Versions of the Resurrection

Versions of the Resurrection April 21, 2014

Johnny wasn’t happy to leave his Easter basket behind to go to church. His new shoes pinched his feet, and he was certain the tie around his neck was designed to choke him. In the car, he kept kicking the back of the seat, and, when his mother scolded him, he said, “I don’t know why we have to go to church on Easter. They tell the same story every year; it always comes out the same.”

Well, Johnny has a point, but he missed one of the most interesting things about the first Easter story. It doesn’t always end the same. The four Gospels that record the resurrection of Jesus have four different accounts of how it happened. If you compare the miracles of Jesus or the parables, most are nearly identical from one Gospel to another, especially Matthew, Mark, and Luke. That is not true, however, about the record of Easter.

In Mark the story begins:

When the Sabbath was over, Mary Magdalene, and Mary the mother of James, and Salome bought spices, so that they might go and anoint him.

It ends with the phrase:

So they went out and fled from the tomb, for terror and amazement had seized them; and they said nothing to anyone, for they were afraid.

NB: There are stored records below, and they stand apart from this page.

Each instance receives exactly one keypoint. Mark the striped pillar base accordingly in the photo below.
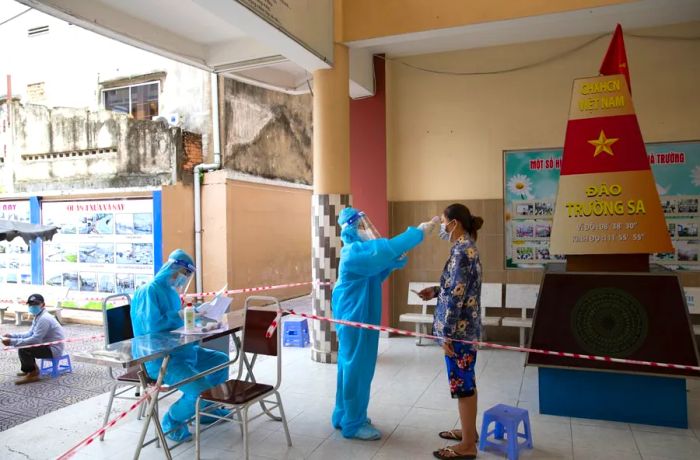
(326, 253)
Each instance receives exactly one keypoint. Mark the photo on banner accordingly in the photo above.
(531, 179)
(15, 260)
(103, 247)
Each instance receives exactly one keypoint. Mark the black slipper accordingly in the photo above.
(452, 436)
(447, 453)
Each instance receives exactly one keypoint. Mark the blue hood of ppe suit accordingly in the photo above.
(357, 296)
(155, 306)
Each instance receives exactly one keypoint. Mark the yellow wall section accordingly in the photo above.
(446, 134)
(365, 19)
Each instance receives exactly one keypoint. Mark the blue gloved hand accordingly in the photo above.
(399, 263)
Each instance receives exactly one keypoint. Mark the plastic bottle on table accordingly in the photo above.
(189, 317)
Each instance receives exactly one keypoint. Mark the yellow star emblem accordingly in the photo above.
(602, 144)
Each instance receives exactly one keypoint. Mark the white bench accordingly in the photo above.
(491, 297)
(692, 299)
(523, 297)
(53, 297)
(422, 319)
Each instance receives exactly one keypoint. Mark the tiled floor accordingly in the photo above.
(410, 404)
(19, 404)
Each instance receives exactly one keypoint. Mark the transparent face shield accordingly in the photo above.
(183, 277)
(365, 229)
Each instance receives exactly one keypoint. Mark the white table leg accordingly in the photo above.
(150, 412)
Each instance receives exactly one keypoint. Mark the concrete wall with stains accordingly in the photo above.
(267, 134)
(64, 149)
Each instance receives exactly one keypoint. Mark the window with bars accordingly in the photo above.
(141, 100)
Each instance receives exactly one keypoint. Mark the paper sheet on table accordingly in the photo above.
(215, 308)
(198, 331)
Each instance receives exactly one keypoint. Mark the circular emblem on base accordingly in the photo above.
(609, 322)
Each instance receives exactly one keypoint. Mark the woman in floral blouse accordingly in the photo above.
(458, 316)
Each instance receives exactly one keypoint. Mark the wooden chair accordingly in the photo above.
(240, 395)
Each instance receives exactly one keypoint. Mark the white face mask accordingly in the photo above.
(364, 234)
(444, 234)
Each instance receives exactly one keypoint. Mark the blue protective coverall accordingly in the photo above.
(155, 307)
(357, 296)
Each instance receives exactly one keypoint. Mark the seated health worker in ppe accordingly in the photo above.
(157, 307)
(366, 260)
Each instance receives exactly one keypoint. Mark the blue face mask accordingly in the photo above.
(180, 281)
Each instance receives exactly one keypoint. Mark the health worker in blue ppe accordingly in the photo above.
(366, 260)
(157, 307)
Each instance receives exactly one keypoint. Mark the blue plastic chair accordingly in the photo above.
(507, 420)
(54, 366)
(296, 333)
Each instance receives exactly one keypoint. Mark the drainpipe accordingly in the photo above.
(203, 167)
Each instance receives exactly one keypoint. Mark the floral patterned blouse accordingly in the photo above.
(458, 309)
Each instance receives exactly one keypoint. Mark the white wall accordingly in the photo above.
(72, 61)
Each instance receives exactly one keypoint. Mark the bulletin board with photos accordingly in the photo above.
(15, 259)
(531, 179)
(103, 246)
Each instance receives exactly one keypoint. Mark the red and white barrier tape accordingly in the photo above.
(261, 288)
(74, 339)
(200, 294)
(562, 354)
(89, 439)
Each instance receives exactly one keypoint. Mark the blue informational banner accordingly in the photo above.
(531, 179)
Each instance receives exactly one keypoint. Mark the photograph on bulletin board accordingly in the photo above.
(531, 179)
(103, 246)
(15, 260)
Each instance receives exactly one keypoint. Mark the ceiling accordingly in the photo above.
(634, 15)
(226, 38)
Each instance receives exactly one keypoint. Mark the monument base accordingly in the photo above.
(614, 396)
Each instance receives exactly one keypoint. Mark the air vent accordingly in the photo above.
(36, 31)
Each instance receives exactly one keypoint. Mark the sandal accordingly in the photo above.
(450, 453)
(453, 436)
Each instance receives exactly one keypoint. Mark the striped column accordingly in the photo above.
(326, 246)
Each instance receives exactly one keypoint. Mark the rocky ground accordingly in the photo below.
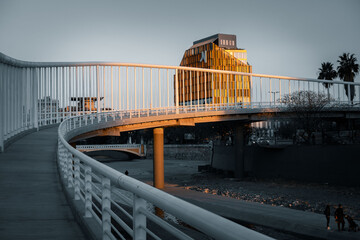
(301, 196)
(296, 195)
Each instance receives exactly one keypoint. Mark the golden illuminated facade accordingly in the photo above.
(215, 52)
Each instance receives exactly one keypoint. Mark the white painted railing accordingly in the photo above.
(109, 146)
(107, 194)
(38, 94)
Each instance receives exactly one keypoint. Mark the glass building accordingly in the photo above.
(215, 52)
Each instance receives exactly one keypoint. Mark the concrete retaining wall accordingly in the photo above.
(198, 152)
(337, 164)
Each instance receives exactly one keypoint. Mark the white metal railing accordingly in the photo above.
(108, 194)
(86, 96)
(109, 146)
(38, 94)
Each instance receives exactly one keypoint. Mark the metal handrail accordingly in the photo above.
(214, 226)
(19, 63)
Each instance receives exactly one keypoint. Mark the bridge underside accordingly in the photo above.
(193, 119)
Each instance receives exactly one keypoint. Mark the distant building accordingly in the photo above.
(218, 52)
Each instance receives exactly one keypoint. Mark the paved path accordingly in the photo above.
(281, 218)
(32, 204)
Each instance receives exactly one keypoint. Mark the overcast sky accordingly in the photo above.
(282, 37)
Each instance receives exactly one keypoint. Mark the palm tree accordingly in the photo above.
(327, 72)
(347, 70)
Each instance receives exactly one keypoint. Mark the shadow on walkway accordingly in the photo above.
(33, 205)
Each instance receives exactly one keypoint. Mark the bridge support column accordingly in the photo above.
(158, 158)
(239, 151)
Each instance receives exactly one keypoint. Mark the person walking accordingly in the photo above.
(339, 217)
(327, 215)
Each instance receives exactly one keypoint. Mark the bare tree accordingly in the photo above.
(309, 108)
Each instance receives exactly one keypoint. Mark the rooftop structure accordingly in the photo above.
(218, 52)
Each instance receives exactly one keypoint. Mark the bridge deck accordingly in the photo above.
(307, 224)
(32, 204)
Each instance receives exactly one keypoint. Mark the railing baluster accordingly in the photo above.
(106, 204)
(139, 219)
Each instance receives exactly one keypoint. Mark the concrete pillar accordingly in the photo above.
(159, 158)
(239, 151)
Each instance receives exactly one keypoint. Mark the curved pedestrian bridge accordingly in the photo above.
(107, 203)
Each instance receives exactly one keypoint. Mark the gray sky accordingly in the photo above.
(282, 37)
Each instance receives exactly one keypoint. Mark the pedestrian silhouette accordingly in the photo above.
(327, 215)
(339, 217)
(352, 224)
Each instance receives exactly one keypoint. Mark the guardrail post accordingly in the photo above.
(88, 190)
(77, 178)
(106, 204)
(2, 104)
(70, 170)
(139, 219)
(177, 92)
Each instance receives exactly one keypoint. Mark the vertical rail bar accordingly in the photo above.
(127, 88)
(159, 88)
(143, 89)
(135, 102)
(120, 95)
(176, 91)
(106, 204)
(104, 90)
(167, 78)
(151, 103)
(98, 88)
(112, 89)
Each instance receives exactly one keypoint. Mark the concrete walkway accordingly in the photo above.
(307, 224)
(32, 204)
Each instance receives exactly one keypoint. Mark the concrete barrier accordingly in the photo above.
(334, 164)
(191, 152)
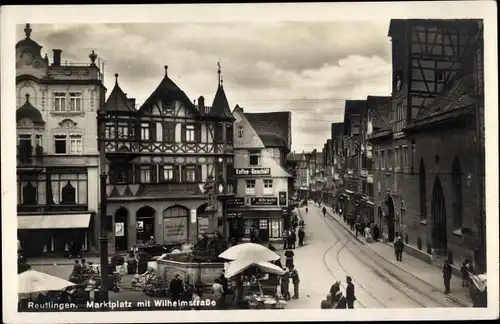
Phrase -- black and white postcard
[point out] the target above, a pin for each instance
(250, 162)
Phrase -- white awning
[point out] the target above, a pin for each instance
(53, 221)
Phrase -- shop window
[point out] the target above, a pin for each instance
(254, 158)
(276, 228)
(250, 187)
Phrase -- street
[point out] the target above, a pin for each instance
(331, 253)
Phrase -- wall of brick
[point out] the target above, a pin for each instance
(404, 186)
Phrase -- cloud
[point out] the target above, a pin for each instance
(308, 68)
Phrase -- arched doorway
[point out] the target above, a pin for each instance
(145, 224)
(456, 178)
(422, 190)
(438, 209)
(121, 222)
(175, 224)
(391, 232)
(204, 219)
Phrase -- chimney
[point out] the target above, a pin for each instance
(57, 57)
(201, 104)
(132, 102)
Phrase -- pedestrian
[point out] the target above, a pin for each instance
(301, 235)
(218, 293)
(285, 284)
(294, 238)
(295, 280)
(327, 303)
(349, 292)
(398, 248)
(225, 285)
(447, 276)
(289, 258)
(285, 239)
(176, 288)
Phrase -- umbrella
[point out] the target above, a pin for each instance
(32, 281)
(238, 266)
(249, 252)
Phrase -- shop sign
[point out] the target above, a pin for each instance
(264, 201)
(235, 201)
(252, 171)
(120, 229)
(174, 229)
(282, 198)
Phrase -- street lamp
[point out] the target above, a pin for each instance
(103, 238)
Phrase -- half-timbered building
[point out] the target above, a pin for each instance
(431, 191)
(57, 156)
(160, 157)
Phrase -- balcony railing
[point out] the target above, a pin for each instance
(51, 208)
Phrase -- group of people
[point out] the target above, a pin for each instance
(335, 298)
(369, 230)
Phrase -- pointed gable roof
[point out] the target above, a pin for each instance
(273, 127)
(28, 111)
(220, 107)
(117, 100)
(168, 88)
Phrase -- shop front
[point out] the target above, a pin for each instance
(53, 234)
(260, 215)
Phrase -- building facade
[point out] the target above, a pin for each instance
(353, 115)
(430, 189)
(262, 142)
(57, 156)
(160, 158)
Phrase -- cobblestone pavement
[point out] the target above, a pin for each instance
(331, 253)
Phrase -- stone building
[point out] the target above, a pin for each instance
(57, 156)
(428, 167)
(160, 158)
(262, 142)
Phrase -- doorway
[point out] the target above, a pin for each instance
(121, 229)
(390, 219)
(145, 224)
(438, 210)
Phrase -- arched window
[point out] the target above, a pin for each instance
(68, 194)
(422, 191)
(456, 175)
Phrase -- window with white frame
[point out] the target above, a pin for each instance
(59, 101)
(75, 102)
(268, 186)
(60, 144)
(405, 157)
(190, 173)
(250, 187)
(190, 133)
(75, 144)
(145, 173)
(254, 157)
(168, 172)
(145, 131)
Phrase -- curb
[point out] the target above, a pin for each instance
(348, 230)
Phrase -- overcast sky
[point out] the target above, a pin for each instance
(306, 68)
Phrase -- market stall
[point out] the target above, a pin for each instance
(253, 276)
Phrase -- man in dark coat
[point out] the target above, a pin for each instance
(398, 248)
(349, 292)
(447, 276)
(289, 258)
(176, 287)
(301, 236)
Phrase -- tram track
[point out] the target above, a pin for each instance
(400, 282)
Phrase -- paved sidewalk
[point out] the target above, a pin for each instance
(426, 272)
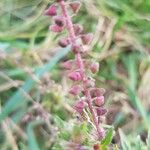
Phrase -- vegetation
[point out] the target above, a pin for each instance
(36, 110)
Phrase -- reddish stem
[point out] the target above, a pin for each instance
(80, 64)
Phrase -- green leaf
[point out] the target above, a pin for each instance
(138, 143)
(148, 140)
(107, 140)
(124, 141)
(59, 122)
(32, 143)
(19, 99)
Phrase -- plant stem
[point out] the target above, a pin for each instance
(80, 64)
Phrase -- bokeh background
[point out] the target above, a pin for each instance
(28, 94)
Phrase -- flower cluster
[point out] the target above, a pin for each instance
(91, 98)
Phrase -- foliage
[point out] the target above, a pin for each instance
(34, 101)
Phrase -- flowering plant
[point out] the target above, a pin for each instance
(90, 98)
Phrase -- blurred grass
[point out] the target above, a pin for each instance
(121, 44)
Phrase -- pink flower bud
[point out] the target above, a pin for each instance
(75, 90)
(79, 106)
(75, 6)
(68, 64)
(76, 48)
(59, 21)
(51, 11)
(86, 38)
(94, 67)
(90, 82)
(99, 101)
(96, 92)
(75, 76)
(55, 28)
(63, 42)
(102, 133)
(101, 111)
(78, 29)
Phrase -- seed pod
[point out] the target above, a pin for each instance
(101, 111)
(75, 6)
(56, 28)
(75, 76)
(63, 42)
(59, 21)
(76, 48)
(86, 38)
(51, 11)
(75, 90)
(68, 64)
(99, 101)
(94, 67)
(90, 82)
(78, 29)
(79, 106)
(102, 133)
(96, 92)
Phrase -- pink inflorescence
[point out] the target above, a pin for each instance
(91, 97)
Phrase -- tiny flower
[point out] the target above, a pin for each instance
(78, 29)
(79, 106)
(75, 90)
(96, 92)
(55, 28)
(75, 76)
(94, 67)
(59, 21)
(63, 42)
(68, 64)
(99, 101)
(51, 11)
(86, 38)
(102, 133)
(75, 6)
(100, 111)
(90, 82)
(76, 48)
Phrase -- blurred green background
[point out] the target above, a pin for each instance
(33, 86)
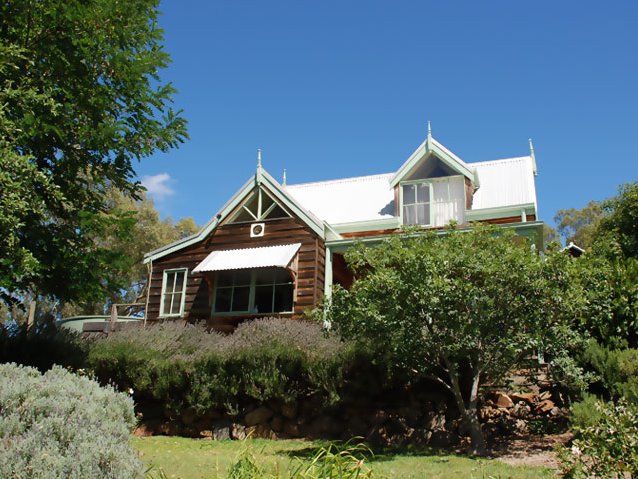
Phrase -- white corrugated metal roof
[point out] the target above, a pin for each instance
(506, 182)
(249, 258)
(347, 200)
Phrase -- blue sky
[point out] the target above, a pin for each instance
(345, 88)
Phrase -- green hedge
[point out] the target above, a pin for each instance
(59, 425)
(183, 367)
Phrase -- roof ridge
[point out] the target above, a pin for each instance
(500, 160)
(340, 180)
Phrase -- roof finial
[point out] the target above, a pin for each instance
(531, 153)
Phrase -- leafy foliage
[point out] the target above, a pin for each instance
(183, 366)
(606, 444)
(80, 101)
(579, 225)
(59, 425)
(468, 304)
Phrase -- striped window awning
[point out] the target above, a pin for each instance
(247, 258)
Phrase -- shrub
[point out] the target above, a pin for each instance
(606, 444)
(616, 369)
(59, 425)
(41, 346)
(184, 366)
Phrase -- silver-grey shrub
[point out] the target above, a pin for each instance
(60, 425)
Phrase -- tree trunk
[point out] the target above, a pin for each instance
(469, 412)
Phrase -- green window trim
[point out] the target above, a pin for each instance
(174, 283)
(252, 290)
(416, 203)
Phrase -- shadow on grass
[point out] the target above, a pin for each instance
(378, 453)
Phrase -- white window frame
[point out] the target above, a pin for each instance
(164, 292)
(251, 297)
(430, 191)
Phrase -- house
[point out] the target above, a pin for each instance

The Gospel of John tells story this way:

Early on the first day of the week, while it was still dark, Mary Magdalene came to the tomb and saw that the stone had been removed from the tomb. So she ran to Simon Peter and the other disciple, the one whom Jesus loved, and said to them, “They have taken the Lord out of the tomb, and we do not know where they have laid him.” Then Peter and the other disciple set out and went toward the tomb.

In Matthew’s version, Mary Magdalene is accompanied by someone identified simply as the other Mary. (How would you like to go through history known as “the other Mary”?!?)

Some people are bothered by all the differences in the four Gospels. Personally, I’m glad for them. Without the differences, the story would be much less trustworthy. It would have been easy for the early church to harmonize the stories so they were consistent, but, if you ever have been involved in a major event, you know eyewitnesses never see the same thing. They never experience the event the same way.

As it was with the first Easter, so it is with this Easter. We hear the story differently, and we experience resurrection in completely different ways. How are you experiencing yours?